People of the Same Quality
I had a very good friend in college that was the same quality as I was. She was a Sagittarius and I am a Pisces, both Mutable signs (Tech signs). We had a lot of similarities. We were both in the school of engineering, both enjoyed studying together, both liked going to night clubs together, loved sports, and had many in depth conversations about life. I also found her very attractive. I loved her very much, but we never dated nor did I see us ever getting married.
The problem that we had was that I looked forward to family life. Like the feminine sign that I am (Pisces), I looked forward to getting married, having children, and having that house with the white picket fence. Like the masculine sign that she was (Sagittarius), she did not necessarily want children. She did not want to be tied down. She wanted to be able to get up and take a trip whenever she wanted.
I remember going to a restaurant that I liked with her. I felt very comfortable there, but she felt very uncomfortable there. After a while, she found out what it was. She said “Every table has Mom, Dad, Grandma, Grandpa, and the kids at it.” It was everything that I liked, but she didn’t.
You can see how this type of difference could be a challenge for a couple. Yes, qualities have a lot of similarities that could lead to strong relationships like my friend and I, but the differences are not complementing. Does this mean that they can not work? No. The first thing to realize is that you do have a lot of similarities, but you may be missing that spark that people of the same elementsee. The second thing is that you need to get past your differences.
When my first marriage ended in divorce, my requirements for my next wife were different. I had two wonderful children from my first wife that I have custody of almost 50% of the time. Divorce is a horrible thing for children. There are some nice things about it for the adults though. First, I found that when the kids were with me, I gave them a lot more attention. You tend to appreciate things more when your time is limited. The second nice thing is that every other week you do not have kids. This means you can go to parties, go on trips, play more sports, and other things that people without kids can do.
I decided that I did not want to have any more kids with my next wife. I wanted to maintain my “Best of both worlds” lifestyle. I also did not think that it would be fair to my children to have kids with another person.
I decided that a person like my Sagittarius friend from college would be perfect for me. I ended up marrying a Sagittarius that was even better than my friend from college. Meeting my wife goes beyond astrology though. I’m convinced that meeting her was pure magic. I could write a whole book about how much I love her. It would be a romance novel though.

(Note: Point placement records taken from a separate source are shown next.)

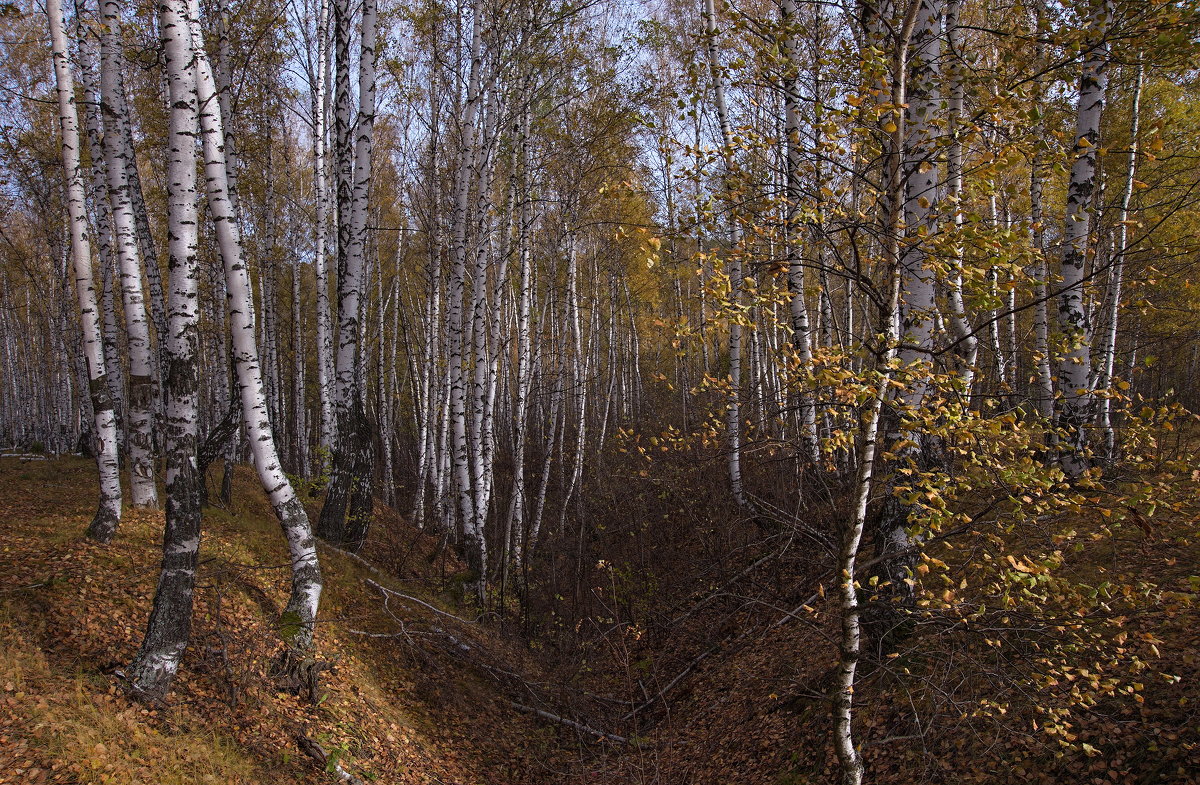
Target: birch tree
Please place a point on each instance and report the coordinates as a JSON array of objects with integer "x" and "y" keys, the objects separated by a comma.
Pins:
[
  {"x": 108, "y": 513},
  {"x": 141, "y": 406},
  {"x": 167, "y": 633},
  {"x": 346, "y": 515},
  {"x": 1074, "y": 367},
  {"x": 300, "y": 616}
]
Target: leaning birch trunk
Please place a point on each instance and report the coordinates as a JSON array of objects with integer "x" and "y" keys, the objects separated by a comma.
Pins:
[
  {"x": 108, "y": 513},
  {"x": 321, "y": 263},
  {"x": 519, "y": 503},
  {"x": 1110, "y": 340},
  {"x": 171, "y": 619},
  {"x": 103, "y": 234},
  {"x": 802, "y": 337},
  {"x": 966, "y": 343},
  {"x": 851, "y": 641},
  {"x": 733, "y": 409},
  {"x": 300, "y": 616},
  {"x": 474, "y": 544},
  {"x": 346, "y": 515},
  {"x": 917, "y": 304},
  {"x": 1075, "y": 365},
  {"x": 139, "y": 409}
]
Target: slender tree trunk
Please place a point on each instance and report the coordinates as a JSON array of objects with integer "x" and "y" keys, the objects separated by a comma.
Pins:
[
  {"x": 802, "y": 337},
  {"x": 733, "y": 408},
  {"x": 346, "y": 515},
  {"x": 300, "y": 616},
  {"x": 108, "y": 513},
  {"x": 141, "y": 409},
  {"x": 167, "y": 633},
  {"x": 1077, "y": 402},
  {"x": 1110, "y": 340},
  {"x": 324, "y": 318},
  {"x": 966, "y": 343}
]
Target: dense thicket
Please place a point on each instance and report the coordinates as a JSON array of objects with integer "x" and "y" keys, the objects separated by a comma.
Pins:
[{"x": 875, "y": 276}]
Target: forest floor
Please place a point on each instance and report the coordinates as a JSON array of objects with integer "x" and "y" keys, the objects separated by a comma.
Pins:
[
  {"x": 418, "y": 705},
  {"x": 423, "y": 693}
]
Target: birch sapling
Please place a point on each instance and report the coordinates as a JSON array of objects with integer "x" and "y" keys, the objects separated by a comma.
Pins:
[
  {"x": 1075, "y": 365},
  {"x": 167, "y": 633},
  {"x": 108, "y": 511},
  {"x": 300, "y": 615},
  {"x": 141, "y": 406}
]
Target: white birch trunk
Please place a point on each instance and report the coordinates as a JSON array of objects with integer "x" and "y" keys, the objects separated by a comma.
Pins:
[
  {"x": 733, "y": 408},
  {"x": 301, "y": 611},
  {"x": 1075, "y": 365},
  {"x": 108, "y": 513},
  {"x": 167, "y": 633},
  {"x": 139, "y": 411},
  {"x": 1117, "y": 279}
]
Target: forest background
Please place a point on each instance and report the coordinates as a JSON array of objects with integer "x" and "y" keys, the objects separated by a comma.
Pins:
[{"x": 879, "y": 311}]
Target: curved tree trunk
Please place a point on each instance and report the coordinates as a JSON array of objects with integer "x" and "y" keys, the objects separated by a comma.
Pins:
[
  {"x": 141, "y": 408},
  {"x": 108, "y": 513},
  {"x": 1074, "y": 367},
  {"x": 167, "y": 634},
  {"x": 300, "y": 616}
]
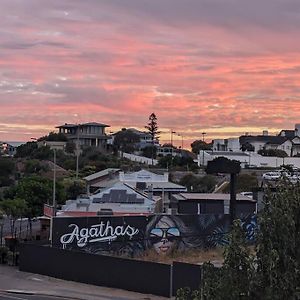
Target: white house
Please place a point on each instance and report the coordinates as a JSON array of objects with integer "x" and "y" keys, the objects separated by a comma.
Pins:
[{"x": 120, "y": 199}]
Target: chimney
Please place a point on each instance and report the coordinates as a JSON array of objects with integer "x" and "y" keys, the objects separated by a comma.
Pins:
[{"x": 297, "y": 130}]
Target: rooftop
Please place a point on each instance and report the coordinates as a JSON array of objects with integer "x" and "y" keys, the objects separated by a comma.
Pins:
[
  {"x": 209, "y": 196},
  {"x": 66, "y": 125}
]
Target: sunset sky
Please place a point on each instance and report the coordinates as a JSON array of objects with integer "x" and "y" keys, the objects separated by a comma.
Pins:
[{"x": 224, "y": 67}]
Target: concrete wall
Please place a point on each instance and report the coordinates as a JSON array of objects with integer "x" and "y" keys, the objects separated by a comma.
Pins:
[{"x": 141, "y": 159}]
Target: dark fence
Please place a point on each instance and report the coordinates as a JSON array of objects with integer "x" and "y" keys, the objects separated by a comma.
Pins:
[
  {"x": 186, "y": 275},
  {"x": 133, "y": 275}
]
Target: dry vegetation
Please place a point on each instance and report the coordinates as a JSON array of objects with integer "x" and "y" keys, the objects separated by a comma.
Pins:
[{"x": 191, "y": 256}]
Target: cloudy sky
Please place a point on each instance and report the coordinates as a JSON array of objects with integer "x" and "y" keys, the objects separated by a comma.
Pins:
[{"x": 224, "y": 67}]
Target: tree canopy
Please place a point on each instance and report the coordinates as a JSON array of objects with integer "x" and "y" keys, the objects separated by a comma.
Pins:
[
  {"x": 200, "y": 145},
  {"x": 125, "y": 140},
  {"x": 152, "y": 126}
]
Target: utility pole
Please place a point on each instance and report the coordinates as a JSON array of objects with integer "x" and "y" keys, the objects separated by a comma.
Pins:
[
  {"x": 77, "y": 151},
  {"x": 53, "y": 197},
  {"x": 172, "y": 146},
  {"x": 203, "y": 134},
  {"x": 54, "y": 182}
]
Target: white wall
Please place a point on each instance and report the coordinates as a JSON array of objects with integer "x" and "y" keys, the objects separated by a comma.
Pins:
[
  {"x": 252, "y": 159},
  {"x": 141, "y": 159}
]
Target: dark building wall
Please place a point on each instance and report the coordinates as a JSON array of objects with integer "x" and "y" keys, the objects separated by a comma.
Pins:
[
  {"x": 245, "y": 207},
  {"x": 206, "y": 207}
]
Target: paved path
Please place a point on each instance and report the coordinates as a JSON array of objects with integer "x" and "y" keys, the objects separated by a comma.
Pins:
[{"x": 12, "y": 279}]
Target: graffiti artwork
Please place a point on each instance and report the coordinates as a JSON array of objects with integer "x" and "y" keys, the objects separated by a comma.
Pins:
[{"x": 132, "y": 235}]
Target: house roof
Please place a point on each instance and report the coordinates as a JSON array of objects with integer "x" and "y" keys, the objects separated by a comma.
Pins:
[
  {"x": 268, "y": 139},
  {"x": 66, "y": 125},
  {"x": 290, "y": 134},
  {"x": 227, "y": 153},
  {"x": 209, "y": 196},
  {"x": 101, "y": 174}
]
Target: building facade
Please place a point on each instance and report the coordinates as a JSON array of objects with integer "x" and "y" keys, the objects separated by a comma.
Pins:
[{"x": 86, "y": 134}]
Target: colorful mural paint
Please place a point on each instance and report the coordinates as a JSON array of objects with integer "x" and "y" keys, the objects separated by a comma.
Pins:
[{"x": 132, "y": 235}]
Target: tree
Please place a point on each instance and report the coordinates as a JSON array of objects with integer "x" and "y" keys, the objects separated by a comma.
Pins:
[
  {"x": 238, "y": 266},
  {"x": 125, "y": 140},
  {"x": 200, "y": 145},
  {"x": 153, "y": 127},
  {"x": 149, "y": 151},
  {"x": 278, "y": 245},
  {"x": 14, "y": 209},
  {"x": 74, "y": 188},
  {"x": 247, "y": 147},
  {"x": 7, "y": 167},
  {"x": 272, "y": 152},
  {"x": 34, "y": 166},
  {"x": 205, "y": 184},
  {"x": 244, "y": 182},
  {"x": 26, "y": 150}
]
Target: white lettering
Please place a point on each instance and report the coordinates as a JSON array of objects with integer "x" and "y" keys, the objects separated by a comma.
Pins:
[{"x": 96, "y": 233}]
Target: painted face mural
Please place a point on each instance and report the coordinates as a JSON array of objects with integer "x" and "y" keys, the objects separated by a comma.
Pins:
[{"x": 164, "y": 235}]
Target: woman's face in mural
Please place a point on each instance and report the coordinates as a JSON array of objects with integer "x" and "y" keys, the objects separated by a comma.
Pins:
[{"x": 164, "y": 235}]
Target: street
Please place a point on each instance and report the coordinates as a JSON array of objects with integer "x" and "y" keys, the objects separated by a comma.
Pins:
[
  {"x": 34, "y": 286},
  {"x": 20, "y": 296}
]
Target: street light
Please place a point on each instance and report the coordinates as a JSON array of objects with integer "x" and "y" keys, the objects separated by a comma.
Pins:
[
  {"x": 181, "y": 140},
  {"x": 203, "y": 134},
  {"x": 1, "y": 228},
  {"x": 172, "y": 132},
  {"x": 77, "y": 151}
]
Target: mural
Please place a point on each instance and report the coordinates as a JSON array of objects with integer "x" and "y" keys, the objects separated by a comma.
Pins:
[{"x": 132, "y": 235}]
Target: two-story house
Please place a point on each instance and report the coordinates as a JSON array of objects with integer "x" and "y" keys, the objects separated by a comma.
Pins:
[{"x": 86, "y": 135}]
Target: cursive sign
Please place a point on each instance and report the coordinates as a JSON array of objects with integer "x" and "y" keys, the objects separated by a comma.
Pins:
[{"x": 102, "y": 232}]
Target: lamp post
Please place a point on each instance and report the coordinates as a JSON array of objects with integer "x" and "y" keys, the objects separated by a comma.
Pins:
[
  {"x": 181, "y": 140},
  {"x": 1, "y": 228},
  {"x": 172, "y": 132},
  {"x": 77, "y": 151},
  {"x": 203, "y": 134}
]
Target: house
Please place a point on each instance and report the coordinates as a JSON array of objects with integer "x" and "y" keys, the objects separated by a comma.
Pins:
[
  {"x": 152, "y": 183},
  {"x": 57, "y": 145},
  {"x": 101, "y": 179},
  {"x": 120, "y": 199},
  {"x": 203, "y": 203},
  {"x": 163, "y": 151},
  {"x": 286, "y": 140},
  {"x": 9, "y": 148},
  {"x": 230, "y": 144},
  {"x": 145, "y": 138},
  {"x": 87, "y": 134}
]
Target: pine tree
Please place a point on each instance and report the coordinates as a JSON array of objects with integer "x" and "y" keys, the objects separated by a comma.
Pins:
[
  {"x": 278, "y": 245},
  {"x": 153, "y": 127},
  {"x": 153, "y": 131}
]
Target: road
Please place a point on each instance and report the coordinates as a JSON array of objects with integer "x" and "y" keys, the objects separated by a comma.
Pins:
[
  {"x": 21, "y": 296},
  {"x": 37, "y": 286}
]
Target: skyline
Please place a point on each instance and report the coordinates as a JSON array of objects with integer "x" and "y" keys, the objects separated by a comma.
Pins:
[{"x": 220, "y": 67}]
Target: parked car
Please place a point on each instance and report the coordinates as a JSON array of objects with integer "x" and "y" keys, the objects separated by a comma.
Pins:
[{"x": 272, "y": 176}]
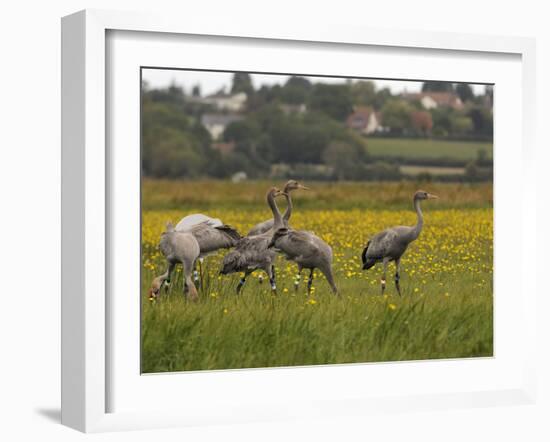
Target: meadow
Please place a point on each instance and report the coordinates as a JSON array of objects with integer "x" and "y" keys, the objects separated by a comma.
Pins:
[
  {"x": 446, "y": 310},
  {"x": 428, "y": 148}
]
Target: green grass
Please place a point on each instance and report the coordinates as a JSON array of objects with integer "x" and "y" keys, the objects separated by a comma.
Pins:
[
  {"x": 432, "y": 170},
  {"x": 258, "y": 329},
  {"x": 426, "y": 148},
  {"x": 446, "y": 310}
]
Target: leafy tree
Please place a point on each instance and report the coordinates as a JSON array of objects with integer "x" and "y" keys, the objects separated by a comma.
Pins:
[
  {"x": 397, "y": 115},
  {"x": 381, "y": 97},
  {"x": 421, "y": 122},
  {"x": 333, "y": 100},
  {"x": 242, "y": 83},
  {"x": 437, "y": 86},
  {"x": 296, "y": 90},
  {"x": 482, "y": 119},
  {"x": 363, "y": 93},
  {"x": 465, "y": 92},
  {"x": 441, "y": 117},
  {"x": 345, "y": 159},
  {"x": 461, "y": 124}
]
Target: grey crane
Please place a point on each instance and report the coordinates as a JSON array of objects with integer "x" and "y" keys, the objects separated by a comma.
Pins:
[
  {"x": 211, "y": 234},
  {"x": 177, "y": 247},
  {"x": 391, "y": 244},
  {"x": 251, "y": 252},
  {"x": 307, "y": 250},
  {"x": 267, "y": 225}
]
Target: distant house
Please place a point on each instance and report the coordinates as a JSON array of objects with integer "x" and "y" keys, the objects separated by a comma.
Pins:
[
  {"x": 289, "y": 109},
  {"x": 364, "y": 120},
  {"x": 432, "y": 100},
  {"x": 224, "y": 148},
  {"x": 216, "y": 123},
  {"x": 225, "y": 102}
]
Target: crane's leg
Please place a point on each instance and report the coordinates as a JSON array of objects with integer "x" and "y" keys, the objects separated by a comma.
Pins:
[
  {"x": 168, "y": 273},
  {"x": 242, "y": 281},
  {"x": 197, "y": 276},
  {"x": 298, "y": 278},
  {"x": 310, "y": 281},
  {"x": 397, "y": 275},
  {"x": 271, "y": 274},
  {"x": 383, "y": 280}
]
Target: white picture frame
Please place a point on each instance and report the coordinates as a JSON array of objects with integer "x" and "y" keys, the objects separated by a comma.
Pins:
[{"x": 86, "y": 209}]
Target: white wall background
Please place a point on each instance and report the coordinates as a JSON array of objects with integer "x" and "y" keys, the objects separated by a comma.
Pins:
[{"x": 30, "y": 210}]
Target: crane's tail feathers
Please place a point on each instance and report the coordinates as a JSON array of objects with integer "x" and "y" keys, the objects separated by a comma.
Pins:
[
  {"x": 233, "y": 262},
  {"x": 230, "y": 231},
  {"x": 370, "y": 263},
  {"x": 364, "y": 254}
]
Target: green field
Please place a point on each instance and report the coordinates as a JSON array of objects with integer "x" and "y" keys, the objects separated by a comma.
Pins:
[
  {"x": 426, "y": 148},
  {"x": 432, "y": 170},
  {"x": 446, "y": 310}
]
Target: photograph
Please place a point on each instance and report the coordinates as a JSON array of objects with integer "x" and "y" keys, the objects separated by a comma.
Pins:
[{"x": 293, "y": 220}]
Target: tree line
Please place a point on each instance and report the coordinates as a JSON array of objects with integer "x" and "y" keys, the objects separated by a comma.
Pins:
[{"x": 315, "y": 144}]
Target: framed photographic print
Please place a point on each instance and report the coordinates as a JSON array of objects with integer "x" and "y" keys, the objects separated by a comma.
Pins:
[{"x": 251, "y": 214}]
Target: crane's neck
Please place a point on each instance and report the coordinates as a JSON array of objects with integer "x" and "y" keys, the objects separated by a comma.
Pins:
[
  {"x": 419, "y": 220},
  {"x": 277, "y": 219},
  {"x": 288, "y": 210}
]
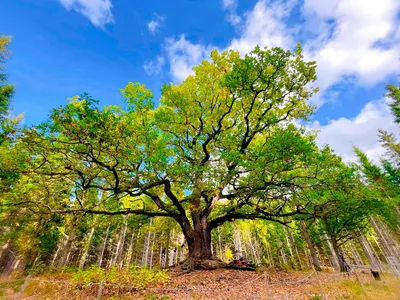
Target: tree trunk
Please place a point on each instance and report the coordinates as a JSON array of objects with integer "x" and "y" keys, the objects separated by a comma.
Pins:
[
  {"x": 310, "y": 245},
  {"x": 339, "y": 255},
  {"x": 199, "y": 243},
  {"x": 86, "y": 249}
]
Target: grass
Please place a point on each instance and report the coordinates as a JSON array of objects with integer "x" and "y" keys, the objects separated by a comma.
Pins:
[
  {"x": 13, "y": 285},
  {"x": 350, "y": 288}
]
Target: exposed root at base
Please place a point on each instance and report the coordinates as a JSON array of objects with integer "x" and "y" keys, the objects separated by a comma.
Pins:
[{"x": 192, "y": 264}]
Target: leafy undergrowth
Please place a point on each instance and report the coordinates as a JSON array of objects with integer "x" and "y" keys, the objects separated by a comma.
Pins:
[
  {"x": 8, "y": 287},
  {"x": 212, "y": 284}
]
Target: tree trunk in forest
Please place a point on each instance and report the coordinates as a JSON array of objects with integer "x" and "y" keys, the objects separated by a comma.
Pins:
[
  {"x": 199, "y": 243},
  {"x": 310, "y": 245},
  {"x": 86, "y": 249},
  {"x": 338, "y": 254},
  {"x": 104, "y": 246},
  {"x": 198, "y": 239}
]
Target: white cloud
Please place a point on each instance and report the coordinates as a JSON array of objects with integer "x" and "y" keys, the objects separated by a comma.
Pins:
[
  {"x": 230, "y": 6},
  {"x": 350, "y": 40},
  {"x": 362, "y": 131},
  {"x": 265, "y": 26},
  {"x": 183, "y": 55},
  {"x": 97, "y": 11},
  {"x": 155, "y": 23},
  {"x": 154, "y": 67}
]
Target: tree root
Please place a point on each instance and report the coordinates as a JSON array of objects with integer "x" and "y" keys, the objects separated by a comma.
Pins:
[{"x": 192, "y": 264}]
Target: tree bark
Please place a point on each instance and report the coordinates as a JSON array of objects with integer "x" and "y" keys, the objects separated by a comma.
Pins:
[
  {"x": 310, "y": 245},
  {"x": 199, "y": 243}
]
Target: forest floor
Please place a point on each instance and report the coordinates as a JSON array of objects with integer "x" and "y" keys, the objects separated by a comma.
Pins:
[{"x": 217, "y": 284}]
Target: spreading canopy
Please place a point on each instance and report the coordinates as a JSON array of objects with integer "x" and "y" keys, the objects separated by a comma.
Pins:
[{"x": 225, "y": 144}]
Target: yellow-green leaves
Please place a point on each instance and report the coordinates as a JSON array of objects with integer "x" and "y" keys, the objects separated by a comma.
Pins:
[{"x": 137, "y": 96}]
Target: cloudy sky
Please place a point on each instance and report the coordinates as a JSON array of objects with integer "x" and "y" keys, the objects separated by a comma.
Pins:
[{"x": 65, "y": 47}]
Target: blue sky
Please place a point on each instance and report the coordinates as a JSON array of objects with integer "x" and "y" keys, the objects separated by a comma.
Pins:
[{"x": 65, "y": 47}]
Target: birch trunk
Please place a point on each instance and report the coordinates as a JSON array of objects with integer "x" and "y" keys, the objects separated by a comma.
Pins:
[{"x": 86, "y": 249}]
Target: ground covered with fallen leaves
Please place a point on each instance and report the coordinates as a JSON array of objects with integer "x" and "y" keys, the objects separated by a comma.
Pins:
[{"x": 219, "y": 284}]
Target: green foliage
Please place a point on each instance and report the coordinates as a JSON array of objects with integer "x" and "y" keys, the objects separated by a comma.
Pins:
[{"x": 137, "y": 277}]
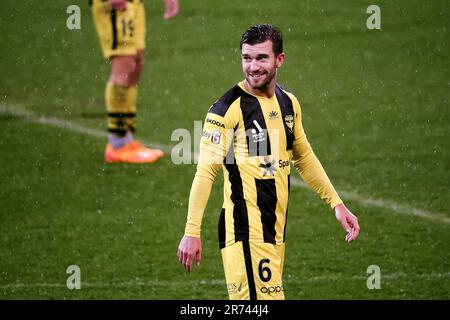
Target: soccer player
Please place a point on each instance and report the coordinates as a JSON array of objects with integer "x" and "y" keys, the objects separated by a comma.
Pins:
[
  {"x": 120, "y": 25},
  {"x": 253, "y": 132}
]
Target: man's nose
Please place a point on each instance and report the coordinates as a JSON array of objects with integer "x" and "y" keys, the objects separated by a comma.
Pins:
[{"x": 254, "y": 65}]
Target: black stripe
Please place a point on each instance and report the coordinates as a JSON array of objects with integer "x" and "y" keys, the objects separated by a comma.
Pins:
[
  {"x": 287, "y": 207},
  {"x": 221, "y": 106},
  {"x": 222, "y": 229},
  {"x": 240, "y": 213},
  {"x": 258, "y": 143},
  {"x": 286, "y": 110},
  {"x": 114, "y": 28},
  {"x": 249, "y": 269},
  {"x": 121, "y": 114},
  {"x": 266, "y": 199}
]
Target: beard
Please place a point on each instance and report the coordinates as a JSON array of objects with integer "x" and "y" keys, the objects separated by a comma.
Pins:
[{"x": 262, "y": 82}]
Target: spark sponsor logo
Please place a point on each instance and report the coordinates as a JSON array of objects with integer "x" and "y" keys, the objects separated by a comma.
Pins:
[
  {"x": 206, "y": 134},
  {"x": 283, "y": 164},
  {"x": 260, "y": 135},
  {"x": 268, "y": 167},
  {"x": 215, "y": 122}
]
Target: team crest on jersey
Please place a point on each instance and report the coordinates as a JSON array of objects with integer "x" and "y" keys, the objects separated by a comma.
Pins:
[
  {"x": 289, "y": 121},
  {"x": 268, "y": 167},
  {"x": 273, "y": 115}
]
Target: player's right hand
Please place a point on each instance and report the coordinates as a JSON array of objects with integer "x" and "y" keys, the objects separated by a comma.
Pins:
[
  {"x": 189, "y": 248},
  {"x": 120, "y": 5}
]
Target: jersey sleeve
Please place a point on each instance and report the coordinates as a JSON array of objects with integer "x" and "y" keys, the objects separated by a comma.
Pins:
[
  {"x": 308, "y": 165},
  {"x": 217, "y": 136}
]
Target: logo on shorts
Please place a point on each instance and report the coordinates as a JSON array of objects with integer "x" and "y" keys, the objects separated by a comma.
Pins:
[
  {"x": 272, "y": 290},
  {"x": 233, "y": 288}
]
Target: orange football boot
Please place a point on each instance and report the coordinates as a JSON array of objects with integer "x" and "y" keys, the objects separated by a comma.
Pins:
[{"x": 132, "y": 152}]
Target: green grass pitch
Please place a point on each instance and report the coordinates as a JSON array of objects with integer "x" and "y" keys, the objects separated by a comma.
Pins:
[{"x": 375, "y": 106}]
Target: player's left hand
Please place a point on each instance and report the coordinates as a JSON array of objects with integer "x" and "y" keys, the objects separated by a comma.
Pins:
[
  {"x": 190, "y": 248},
  {"x": 348, "y": 221},
  {"x": 172, "y": 7}
]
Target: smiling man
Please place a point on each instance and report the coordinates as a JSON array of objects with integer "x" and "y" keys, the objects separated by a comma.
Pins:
[{"x": 253, "y": 132}]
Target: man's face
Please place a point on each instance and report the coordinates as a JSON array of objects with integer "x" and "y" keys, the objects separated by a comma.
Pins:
[{"x": 260, "y": 64}]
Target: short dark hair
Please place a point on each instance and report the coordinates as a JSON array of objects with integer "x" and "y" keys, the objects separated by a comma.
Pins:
[{"x": 260, "y": 33}]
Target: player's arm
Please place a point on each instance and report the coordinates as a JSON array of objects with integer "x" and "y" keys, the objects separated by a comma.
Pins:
[
  {"x": 172, "y": 7},
  {"x": 312, "y": 172},
  {"x": 118, "y": 4},
  {"x": 213, "y": 147}
]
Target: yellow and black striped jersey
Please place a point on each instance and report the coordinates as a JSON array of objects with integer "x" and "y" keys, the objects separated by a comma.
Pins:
[{"x": 254, "y": 139}]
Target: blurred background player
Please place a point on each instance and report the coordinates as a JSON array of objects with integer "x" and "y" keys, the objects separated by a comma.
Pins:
[{"x": 120, "y": 25}]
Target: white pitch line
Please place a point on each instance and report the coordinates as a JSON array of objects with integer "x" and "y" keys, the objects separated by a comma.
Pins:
[
  {"x": 220, "y": 282},
  {"x": 364, "y": 200}
]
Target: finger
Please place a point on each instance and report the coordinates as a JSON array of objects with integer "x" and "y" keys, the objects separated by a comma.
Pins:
[
  {"x": 189, "y": 262},
  {"x": 355, "y": 233},
  {"x": 345, "y": 224},
  {"x": 199, "y": 257}
]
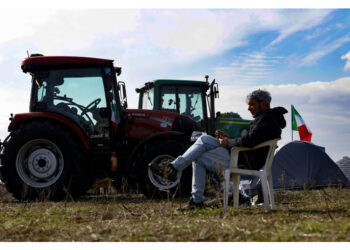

My wife never wanted to have her own children. When we first met, and before she knew that I had children, she told me that she did not want to have children. She thought that it would be nice to have instant children, but she did not want to go through the pain of child birth and that diaper phase. She turns out to be an absolutely fantastic stepmother to my children.
The Sagittarius not being so family oriented was a problem before, but it was later a desirable trait. This is an example of a difference that is not complementing being overcome. The point is that people of the same quality could form great relationships. On the same note, people of the same quality could be a disastrous relationship.